Growing up, I may have taken nature for granted because it seemed like it was always there. However, as I became a young adult, I saw how this majestic landscape has changed over time. This experience made me passionate about environmental conservation and I aspired to organise efforts with fellow young Palaweños. Thus, I co-founded the Centre for Sustainability, a women-led, youth environmental non-profit organisation based in my hometown. 

Our mission is to protect the last remaining pristine forests of the country, starting with our backyard. Together with our partners and supporters, and especially with the immense support of our indigenous and lowland community partners, we are proud to have spearheaded the establishment of the Cleopatra's Needle Critical Habitat, which is now the largest critical habitat in the Philippines, having been passed into law by the government in 2017. Furthermore, as part of our efforts, we have successfully reforested over 15,000 almaciga tree seedlings, a key source of livelihood and a sacred species to the indigenous Batak tribe. We have trained and deputised 39 indigenous and local community members as Forest Rangers, now officially known as Wildlife Enforcement Officers and Volunteers. 

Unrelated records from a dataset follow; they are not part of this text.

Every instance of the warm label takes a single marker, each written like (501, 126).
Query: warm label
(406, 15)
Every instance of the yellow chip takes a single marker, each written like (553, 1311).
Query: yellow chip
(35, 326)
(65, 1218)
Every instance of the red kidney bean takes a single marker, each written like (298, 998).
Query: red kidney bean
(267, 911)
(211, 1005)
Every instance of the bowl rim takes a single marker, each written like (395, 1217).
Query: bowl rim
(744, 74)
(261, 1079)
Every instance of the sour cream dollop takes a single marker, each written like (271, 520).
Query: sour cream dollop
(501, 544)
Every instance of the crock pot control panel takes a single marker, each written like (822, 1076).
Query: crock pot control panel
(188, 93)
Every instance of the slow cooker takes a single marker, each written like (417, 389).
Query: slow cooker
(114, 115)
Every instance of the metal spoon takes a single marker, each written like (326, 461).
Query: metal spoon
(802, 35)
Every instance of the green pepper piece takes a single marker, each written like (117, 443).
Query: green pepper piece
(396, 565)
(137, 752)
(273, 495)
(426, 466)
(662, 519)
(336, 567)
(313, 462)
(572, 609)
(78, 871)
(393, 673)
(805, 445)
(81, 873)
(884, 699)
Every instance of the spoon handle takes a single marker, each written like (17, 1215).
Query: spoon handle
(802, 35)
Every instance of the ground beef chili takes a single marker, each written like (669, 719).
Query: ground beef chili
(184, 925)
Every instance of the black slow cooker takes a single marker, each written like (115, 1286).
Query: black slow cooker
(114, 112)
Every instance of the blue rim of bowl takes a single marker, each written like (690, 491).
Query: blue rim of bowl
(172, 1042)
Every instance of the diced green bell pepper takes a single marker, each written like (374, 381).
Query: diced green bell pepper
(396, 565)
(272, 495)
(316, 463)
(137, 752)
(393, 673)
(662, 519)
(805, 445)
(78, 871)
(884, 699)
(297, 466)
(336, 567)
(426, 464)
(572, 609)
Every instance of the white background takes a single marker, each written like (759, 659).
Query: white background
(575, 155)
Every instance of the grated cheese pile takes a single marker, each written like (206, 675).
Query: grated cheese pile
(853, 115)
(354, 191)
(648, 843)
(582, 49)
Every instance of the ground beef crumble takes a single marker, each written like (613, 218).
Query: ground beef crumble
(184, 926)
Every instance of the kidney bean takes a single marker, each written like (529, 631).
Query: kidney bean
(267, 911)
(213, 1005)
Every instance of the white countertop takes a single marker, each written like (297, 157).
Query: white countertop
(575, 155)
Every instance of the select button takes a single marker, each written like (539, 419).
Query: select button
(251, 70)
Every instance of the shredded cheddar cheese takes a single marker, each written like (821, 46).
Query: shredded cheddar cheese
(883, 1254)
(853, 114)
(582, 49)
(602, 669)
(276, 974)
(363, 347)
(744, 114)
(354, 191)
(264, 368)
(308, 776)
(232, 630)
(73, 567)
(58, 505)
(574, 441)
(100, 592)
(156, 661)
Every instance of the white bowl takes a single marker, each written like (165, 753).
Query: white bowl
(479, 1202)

Our small but highly dynamic organisation was recognised as one of the Ten Accomplished Youth Organisations in the Philippines in 2019. 

How will you encourage more young people, especially women, to share your passion for protecting our habitat? 

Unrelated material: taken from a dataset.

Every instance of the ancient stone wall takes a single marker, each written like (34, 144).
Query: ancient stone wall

I believe it's essential to take a moment to appreciate the beauty and wonders of the natural world, regardless of where you live - be it a bustling city or a serene town. Personally, my exposure to the great outdoors during my childhood is what attracted me to this field. In my hometown, we commemorate Pista Y Ang Kagueban (Feast of the Forest) by coming together to plant trees in our local watershed. The experience of getting my hands dirty and being part of a meaningful cause has left a lasting impression on me. 

Unfortunately, women haven't always been encouraged to indulge in outdoor activities, particularly in certain parts of the world. They often need to be better represented in leadership roles in conservation and other fields. However, we can work towards changing this by advocating for safer outdoor spaces for women and encouraging their participation in outdoor activities. We also need to take the lead in creating a more equitable future by making women and girls the cornerstone of our policies, projects, and endeavours. As a woman and a member of the younger generation in this field, it's time for us to claim our space and work towards a more inclusive future. 

What advice would you give Filipinos aspiring to pursue a postgraduate degree in the UK? 

If you're a Filipino considering pursuing a postgraduate degree in the UK, I encourage you to go for it. Even if you're unsure, it's worth taking the leap and seeing what opportunities may arise. Filipinos are known for their dedication and passion, so don't let self-doubt hold you back from pursuing your dreams. It's important to choose a programme that aligns with your interests and that you feel comfortable exploring every day. As with any academic institution, postgraduate degrees challenge you to think deeply and critically. While this can be difficult at times, it is also incredibly rewarding. You'll find a supportive community in the UK and be surprised at how quickly you'll connect with other Filipino students. This experience offers immense knowledge and personal growth, so seize the chance to make the most of it.